Instructions of RISC-V are designed to follow maximum commanility.

  • Fixed size instructions
    This keeps fetch and decode simple. Hardware can slice instructions in constant widths, improving pipeline timing. (Compressed 16-bit instructions exist, but the base ISA remains fixed-width.)
  • Opcode is always last 7 bits.
  • When required, rs1, rs2 and rd are always placed at the same positions.
  • If rd is not required, a subset of imm is stored there.
  • When imm is required, its MSB is stored in the instruction’s MSB.
    Reason: to improve performance in sign extension
  • No implicit condition codes
    Instructions don’t set hidden flags (like x86’s CF, ZF). All comparisons produce explicit results → simpler out-of-order execution.
  • No privileged instructions in the base ISA
    User-level ISA is fully separated from privileged instructions (CSR, traps, paging). A clean split makes OS design clearer.
  • 32 registers, all general-purpose No “special” registers except x0 = hardwired zero. Simplifies compiler register allocation and reduces instruction count.
  • Load–store architecture Only loads and stores access memory. All arithmetic uses registers → easier pipeline, fewer hazards.
  • Simple memory addressing modes Only base + offset. No complex scaling or indirection. Hardware addressing logic is tiny and fast.

RISC-V instructions can be executed in at most 5 clock cycles. RISC-V has a 5-stage pipeline.

Instruction TypeRequired CCUsed Stages
B3IF, ID, EX
S4IF, ID, EX, MEM
R, I, U, J5IF, ID, EX, MEM, WB

Current instruction pointed by the PC is fetched from memory.

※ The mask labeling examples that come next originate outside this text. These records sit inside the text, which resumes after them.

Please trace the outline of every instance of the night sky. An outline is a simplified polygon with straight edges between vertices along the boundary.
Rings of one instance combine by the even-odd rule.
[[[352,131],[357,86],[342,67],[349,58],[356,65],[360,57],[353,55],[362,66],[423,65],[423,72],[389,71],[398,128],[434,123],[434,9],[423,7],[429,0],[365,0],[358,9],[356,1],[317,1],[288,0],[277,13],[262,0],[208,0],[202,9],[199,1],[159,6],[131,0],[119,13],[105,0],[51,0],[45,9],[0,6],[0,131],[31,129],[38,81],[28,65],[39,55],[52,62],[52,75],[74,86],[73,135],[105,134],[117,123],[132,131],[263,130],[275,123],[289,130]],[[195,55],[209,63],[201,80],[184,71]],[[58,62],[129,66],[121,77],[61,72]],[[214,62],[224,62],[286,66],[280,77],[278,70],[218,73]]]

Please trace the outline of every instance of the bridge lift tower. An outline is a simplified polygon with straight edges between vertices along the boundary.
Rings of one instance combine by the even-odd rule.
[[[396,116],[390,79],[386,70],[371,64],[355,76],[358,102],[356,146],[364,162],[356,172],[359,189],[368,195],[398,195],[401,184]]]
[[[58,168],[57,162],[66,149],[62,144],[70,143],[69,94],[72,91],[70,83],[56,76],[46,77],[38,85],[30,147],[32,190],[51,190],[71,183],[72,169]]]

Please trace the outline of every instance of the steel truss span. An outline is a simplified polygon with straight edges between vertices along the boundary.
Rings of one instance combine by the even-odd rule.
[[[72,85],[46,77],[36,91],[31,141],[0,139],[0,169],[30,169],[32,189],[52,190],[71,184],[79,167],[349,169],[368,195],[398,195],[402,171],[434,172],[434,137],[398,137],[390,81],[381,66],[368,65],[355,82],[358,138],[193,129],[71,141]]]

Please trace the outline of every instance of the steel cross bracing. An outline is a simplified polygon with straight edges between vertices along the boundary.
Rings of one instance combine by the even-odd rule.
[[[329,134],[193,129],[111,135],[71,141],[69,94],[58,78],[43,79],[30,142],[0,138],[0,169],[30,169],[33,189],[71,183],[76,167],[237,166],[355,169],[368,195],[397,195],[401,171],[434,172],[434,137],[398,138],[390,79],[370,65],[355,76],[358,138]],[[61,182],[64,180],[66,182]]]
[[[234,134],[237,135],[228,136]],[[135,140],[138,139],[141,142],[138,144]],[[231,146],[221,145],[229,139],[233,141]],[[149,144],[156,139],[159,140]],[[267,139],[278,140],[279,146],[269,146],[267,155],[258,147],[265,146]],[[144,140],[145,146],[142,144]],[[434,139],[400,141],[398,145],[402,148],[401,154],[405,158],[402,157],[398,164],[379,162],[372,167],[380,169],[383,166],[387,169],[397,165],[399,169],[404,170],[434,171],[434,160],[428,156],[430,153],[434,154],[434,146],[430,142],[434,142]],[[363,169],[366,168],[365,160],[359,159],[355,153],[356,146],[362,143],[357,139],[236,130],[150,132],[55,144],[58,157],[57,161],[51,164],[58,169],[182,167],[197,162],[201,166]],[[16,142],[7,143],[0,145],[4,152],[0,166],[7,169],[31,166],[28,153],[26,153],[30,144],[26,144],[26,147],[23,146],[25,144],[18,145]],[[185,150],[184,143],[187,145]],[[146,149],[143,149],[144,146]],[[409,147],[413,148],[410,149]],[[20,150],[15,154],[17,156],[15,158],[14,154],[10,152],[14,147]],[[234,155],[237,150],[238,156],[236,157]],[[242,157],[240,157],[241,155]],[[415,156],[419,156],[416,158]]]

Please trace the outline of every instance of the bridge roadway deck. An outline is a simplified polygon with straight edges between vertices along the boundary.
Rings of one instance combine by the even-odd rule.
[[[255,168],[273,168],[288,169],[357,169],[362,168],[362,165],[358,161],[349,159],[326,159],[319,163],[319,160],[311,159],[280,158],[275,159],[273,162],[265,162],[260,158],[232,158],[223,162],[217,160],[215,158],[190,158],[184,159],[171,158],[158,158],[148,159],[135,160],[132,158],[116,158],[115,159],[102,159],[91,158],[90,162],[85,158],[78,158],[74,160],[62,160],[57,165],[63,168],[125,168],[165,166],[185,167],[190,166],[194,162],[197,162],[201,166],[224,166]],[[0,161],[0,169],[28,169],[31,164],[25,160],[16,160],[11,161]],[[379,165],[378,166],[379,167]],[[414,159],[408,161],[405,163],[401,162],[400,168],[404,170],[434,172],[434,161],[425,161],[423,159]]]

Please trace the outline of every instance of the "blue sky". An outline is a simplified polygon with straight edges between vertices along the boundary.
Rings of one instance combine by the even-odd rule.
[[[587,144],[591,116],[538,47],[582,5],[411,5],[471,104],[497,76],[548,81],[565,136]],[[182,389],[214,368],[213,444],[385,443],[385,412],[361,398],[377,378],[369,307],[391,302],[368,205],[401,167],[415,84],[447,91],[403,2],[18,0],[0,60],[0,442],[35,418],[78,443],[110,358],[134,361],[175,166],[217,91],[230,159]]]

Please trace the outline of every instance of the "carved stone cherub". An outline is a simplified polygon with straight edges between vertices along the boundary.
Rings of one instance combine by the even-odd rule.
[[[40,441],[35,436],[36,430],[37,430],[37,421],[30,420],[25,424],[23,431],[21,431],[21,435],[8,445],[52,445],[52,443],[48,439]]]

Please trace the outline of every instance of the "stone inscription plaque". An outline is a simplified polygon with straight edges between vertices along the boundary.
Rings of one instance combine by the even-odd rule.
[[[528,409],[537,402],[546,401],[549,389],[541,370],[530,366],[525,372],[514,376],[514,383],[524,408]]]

Update the PC to the next sequential instruction by adding 4 bytes.

Both of the operations are performed in parallel:

  • Decode the instruction
  • Read the specified registers
    Equality test on registers are done as they are read. The register might be unused, but it doesn’t hurt performance. Power is wasted though. Power-sensitive designs might avoid this.
  • Offset is sign-extended
    The immediate field is always in the same place, so sign-extension is straightforward. Possible branch target is computed by adding the sign-extended offset to the incremented PC.

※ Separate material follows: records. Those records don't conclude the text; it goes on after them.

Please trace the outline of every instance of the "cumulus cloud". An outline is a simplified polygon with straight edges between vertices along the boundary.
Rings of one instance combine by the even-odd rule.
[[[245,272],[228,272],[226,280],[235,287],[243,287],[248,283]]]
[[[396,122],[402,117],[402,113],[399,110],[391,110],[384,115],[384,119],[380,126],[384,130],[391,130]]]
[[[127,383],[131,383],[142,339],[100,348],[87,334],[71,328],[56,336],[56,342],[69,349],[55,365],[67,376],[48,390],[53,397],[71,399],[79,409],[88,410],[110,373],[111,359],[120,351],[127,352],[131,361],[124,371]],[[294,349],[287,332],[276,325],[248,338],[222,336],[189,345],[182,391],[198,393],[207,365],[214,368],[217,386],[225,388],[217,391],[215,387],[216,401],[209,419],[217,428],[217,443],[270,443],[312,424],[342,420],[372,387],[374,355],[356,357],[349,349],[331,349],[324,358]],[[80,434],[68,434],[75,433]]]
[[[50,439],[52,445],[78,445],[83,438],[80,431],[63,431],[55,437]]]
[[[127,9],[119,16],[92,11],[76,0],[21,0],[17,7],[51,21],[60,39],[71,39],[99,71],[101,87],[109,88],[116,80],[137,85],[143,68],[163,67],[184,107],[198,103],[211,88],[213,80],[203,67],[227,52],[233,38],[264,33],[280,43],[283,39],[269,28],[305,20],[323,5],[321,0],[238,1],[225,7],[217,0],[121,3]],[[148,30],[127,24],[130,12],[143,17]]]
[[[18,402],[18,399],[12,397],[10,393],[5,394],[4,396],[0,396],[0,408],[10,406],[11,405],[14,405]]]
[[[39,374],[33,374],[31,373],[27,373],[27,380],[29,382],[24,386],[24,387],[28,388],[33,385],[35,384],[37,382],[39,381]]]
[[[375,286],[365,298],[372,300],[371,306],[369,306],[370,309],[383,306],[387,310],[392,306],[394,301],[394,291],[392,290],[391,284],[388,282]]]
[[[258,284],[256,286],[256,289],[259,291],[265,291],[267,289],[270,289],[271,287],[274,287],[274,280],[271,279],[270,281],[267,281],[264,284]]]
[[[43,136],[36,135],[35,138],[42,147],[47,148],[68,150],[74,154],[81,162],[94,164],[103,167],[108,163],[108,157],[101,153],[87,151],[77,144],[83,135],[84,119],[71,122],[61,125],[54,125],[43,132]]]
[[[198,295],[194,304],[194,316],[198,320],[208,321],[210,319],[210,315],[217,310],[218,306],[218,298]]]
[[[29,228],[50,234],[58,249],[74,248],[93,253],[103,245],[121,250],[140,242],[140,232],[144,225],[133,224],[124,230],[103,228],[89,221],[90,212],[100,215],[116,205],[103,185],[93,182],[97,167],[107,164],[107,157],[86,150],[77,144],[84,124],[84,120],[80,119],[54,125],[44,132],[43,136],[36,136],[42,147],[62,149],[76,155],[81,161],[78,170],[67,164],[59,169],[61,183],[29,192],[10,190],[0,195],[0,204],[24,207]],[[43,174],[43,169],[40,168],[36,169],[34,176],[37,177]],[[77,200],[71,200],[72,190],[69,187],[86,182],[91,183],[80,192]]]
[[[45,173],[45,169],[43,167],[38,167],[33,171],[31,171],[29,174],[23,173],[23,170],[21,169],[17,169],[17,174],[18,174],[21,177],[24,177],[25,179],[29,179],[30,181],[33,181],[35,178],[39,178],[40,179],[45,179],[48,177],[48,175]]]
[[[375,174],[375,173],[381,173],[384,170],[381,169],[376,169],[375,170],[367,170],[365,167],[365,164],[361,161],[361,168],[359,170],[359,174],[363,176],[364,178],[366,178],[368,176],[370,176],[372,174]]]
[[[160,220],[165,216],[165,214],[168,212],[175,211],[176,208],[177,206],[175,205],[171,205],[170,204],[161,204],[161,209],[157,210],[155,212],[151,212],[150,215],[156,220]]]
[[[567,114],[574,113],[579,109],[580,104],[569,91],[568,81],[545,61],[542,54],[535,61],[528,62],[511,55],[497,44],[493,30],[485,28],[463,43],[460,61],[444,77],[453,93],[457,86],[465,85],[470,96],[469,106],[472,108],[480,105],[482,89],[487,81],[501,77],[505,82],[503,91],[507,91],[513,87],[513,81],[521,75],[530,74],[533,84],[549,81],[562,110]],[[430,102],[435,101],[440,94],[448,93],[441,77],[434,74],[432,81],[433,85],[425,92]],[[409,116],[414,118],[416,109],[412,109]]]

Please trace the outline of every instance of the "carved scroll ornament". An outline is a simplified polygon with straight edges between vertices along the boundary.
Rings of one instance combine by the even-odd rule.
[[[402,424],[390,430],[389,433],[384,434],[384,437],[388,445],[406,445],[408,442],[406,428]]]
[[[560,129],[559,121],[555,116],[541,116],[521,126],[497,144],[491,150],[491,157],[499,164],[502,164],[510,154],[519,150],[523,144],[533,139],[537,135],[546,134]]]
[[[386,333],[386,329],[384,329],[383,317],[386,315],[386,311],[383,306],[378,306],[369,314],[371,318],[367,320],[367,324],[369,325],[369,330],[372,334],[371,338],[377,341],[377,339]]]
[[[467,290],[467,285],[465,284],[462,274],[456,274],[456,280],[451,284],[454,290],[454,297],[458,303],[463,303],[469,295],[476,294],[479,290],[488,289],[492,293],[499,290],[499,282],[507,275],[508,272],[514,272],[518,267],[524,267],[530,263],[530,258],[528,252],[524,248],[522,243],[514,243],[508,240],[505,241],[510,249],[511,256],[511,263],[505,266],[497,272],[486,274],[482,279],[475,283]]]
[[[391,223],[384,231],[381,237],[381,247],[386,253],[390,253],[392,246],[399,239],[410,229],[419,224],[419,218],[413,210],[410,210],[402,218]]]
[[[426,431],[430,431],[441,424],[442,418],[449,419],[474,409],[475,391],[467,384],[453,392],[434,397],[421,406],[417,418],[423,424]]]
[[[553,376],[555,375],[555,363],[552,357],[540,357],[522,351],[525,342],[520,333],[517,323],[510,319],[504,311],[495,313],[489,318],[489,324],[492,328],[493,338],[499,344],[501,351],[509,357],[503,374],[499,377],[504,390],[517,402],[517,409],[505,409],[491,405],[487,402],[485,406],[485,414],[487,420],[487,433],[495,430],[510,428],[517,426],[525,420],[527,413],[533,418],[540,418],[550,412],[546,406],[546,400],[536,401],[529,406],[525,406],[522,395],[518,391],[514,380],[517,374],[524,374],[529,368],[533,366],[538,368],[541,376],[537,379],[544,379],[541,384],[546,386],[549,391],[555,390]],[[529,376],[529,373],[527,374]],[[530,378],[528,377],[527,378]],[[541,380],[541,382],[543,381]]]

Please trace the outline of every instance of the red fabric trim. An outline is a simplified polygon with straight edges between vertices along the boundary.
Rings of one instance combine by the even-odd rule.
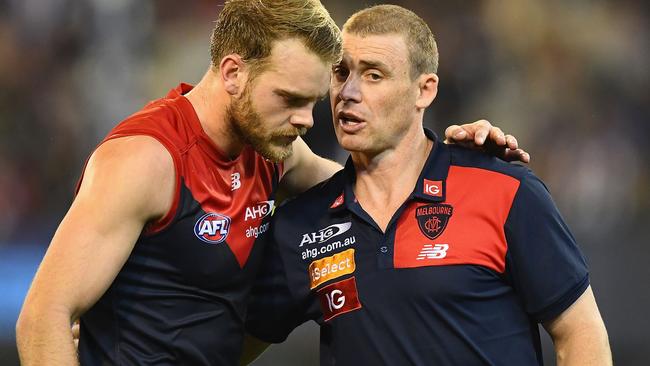
[[[504,225],[519,181],[508,175],[451,166],[444,204],[453,214],[444,232],[431,240],[418,226],[416,210],[427,203],[411,203],[397,224],[395,268],[473,264],[505,271],[508,250]]]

Decoding is done in parallel with reading registers. It’s possible because the register specifiers are at a fixed location in a RISC architecture. This tech- nique is known as fixed-field decoding.

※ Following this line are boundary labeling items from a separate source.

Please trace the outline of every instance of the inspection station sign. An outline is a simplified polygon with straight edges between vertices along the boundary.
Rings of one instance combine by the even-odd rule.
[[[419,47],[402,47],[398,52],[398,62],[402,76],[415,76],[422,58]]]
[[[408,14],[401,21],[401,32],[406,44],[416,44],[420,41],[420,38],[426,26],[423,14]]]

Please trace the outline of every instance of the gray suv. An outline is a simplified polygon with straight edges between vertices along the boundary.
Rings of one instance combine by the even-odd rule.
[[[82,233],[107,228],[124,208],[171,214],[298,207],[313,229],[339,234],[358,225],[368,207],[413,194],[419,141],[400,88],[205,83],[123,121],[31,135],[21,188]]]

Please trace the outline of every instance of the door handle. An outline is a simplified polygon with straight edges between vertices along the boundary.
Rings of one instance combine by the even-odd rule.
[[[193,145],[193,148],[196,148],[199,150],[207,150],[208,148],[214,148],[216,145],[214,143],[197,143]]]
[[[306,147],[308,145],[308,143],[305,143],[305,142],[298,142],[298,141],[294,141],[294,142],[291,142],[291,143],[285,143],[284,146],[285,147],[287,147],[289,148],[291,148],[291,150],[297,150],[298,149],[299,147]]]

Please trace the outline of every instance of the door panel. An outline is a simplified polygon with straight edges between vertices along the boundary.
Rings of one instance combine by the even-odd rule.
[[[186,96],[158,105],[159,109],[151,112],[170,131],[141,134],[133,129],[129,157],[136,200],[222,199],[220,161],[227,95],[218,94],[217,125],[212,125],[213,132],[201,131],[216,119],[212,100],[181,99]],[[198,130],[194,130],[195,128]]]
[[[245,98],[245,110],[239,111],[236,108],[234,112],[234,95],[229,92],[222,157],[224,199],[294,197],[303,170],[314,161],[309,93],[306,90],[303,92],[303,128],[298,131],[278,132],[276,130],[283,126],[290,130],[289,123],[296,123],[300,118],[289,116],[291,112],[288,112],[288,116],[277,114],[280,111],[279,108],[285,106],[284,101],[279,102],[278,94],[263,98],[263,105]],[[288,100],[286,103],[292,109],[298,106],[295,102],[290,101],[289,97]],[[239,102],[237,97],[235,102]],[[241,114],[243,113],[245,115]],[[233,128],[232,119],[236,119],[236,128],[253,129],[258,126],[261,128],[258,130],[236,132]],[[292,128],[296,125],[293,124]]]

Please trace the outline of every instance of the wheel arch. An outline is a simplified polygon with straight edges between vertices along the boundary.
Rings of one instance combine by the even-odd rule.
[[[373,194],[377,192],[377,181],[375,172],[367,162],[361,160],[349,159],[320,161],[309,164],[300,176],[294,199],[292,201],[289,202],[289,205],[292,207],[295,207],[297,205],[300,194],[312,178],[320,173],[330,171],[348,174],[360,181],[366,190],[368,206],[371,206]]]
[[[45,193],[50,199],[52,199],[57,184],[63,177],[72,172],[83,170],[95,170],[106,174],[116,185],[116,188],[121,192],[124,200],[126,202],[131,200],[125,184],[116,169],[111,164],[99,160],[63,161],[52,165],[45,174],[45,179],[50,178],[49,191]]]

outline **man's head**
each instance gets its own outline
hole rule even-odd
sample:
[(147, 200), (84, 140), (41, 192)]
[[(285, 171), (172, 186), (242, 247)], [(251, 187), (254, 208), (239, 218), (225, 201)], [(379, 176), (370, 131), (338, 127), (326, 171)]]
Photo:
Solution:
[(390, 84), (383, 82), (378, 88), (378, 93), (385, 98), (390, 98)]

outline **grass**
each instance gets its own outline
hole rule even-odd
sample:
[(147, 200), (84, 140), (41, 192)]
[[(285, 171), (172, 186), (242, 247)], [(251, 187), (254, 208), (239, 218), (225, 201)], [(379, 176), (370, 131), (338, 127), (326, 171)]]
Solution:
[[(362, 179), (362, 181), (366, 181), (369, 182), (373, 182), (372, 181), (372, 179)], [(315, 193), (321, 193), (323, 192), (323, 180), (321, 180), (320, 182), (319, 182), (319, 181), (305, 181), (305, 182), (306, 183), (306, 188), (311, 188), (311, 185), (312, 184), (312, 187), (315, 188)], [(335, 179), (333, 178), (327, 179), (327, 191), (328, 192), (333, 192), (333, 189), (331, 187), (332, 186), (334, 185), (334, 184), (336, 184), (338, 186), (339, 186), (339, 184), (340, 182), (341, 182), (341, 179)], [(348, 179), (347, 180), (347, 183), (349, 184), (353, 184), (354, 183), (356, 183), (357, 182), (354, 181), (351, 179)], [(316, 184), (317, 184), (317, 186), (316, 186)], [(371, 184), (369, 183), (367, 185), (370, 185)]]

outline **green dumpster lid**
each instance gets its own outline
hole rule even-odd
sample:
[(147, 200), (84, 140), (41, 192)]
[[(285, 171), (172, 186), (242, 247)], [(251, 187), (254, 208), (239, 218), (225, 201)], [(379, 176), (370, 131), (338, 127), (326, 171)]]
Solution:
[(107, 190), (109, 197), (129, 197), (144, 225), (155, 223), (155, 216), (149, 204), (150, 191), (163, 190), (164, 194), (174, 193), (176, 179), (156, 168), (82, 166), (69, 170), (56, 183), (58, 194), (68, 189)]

Only one of the following tasks is performed:

  • Effective address is calculated (base register + offset) OR
  • Other ALU operation is performed based on the instruction type
    • For Register-Register ALU instruction
      The ALU performs the operation specified by the ALU opcode on the values read from the register file.
    • For Register-Immediate ALU instruction
      The ALU performs the operation specified by the ALU opcode on the first value read from the register file and the sign-extended immediate.
    • For Conditional branch instruction
      Determine whether the condition is true.

The reason is RISC-V is load-store architecture. No instruction needs to simultaneously calculate a data address and perform an operation on the data.

Required only for S instructions. Dummy stage for R, I, U and J instructions. Skipped for B instructions.

  • For a load: the memory does a read using the effective address computed in the previous cycle
  • For a store: the memory writes the data from the second register

Skipped for B instructions because:

  • No memory access and no write back is required
  • PC updates cannot be delayed

J instructions also has to update PC, but they have to write to ra (WB stage). Because of that they go through MEM stage.

Write result back to destination register. Skipped for S and B instruction.

  • For an ALU instruction The ALU’s output is written.
  • For a load instruction The data fetched from memory in MEM stage is written.
  • For jump instruction
    Return address is stored in the ra register.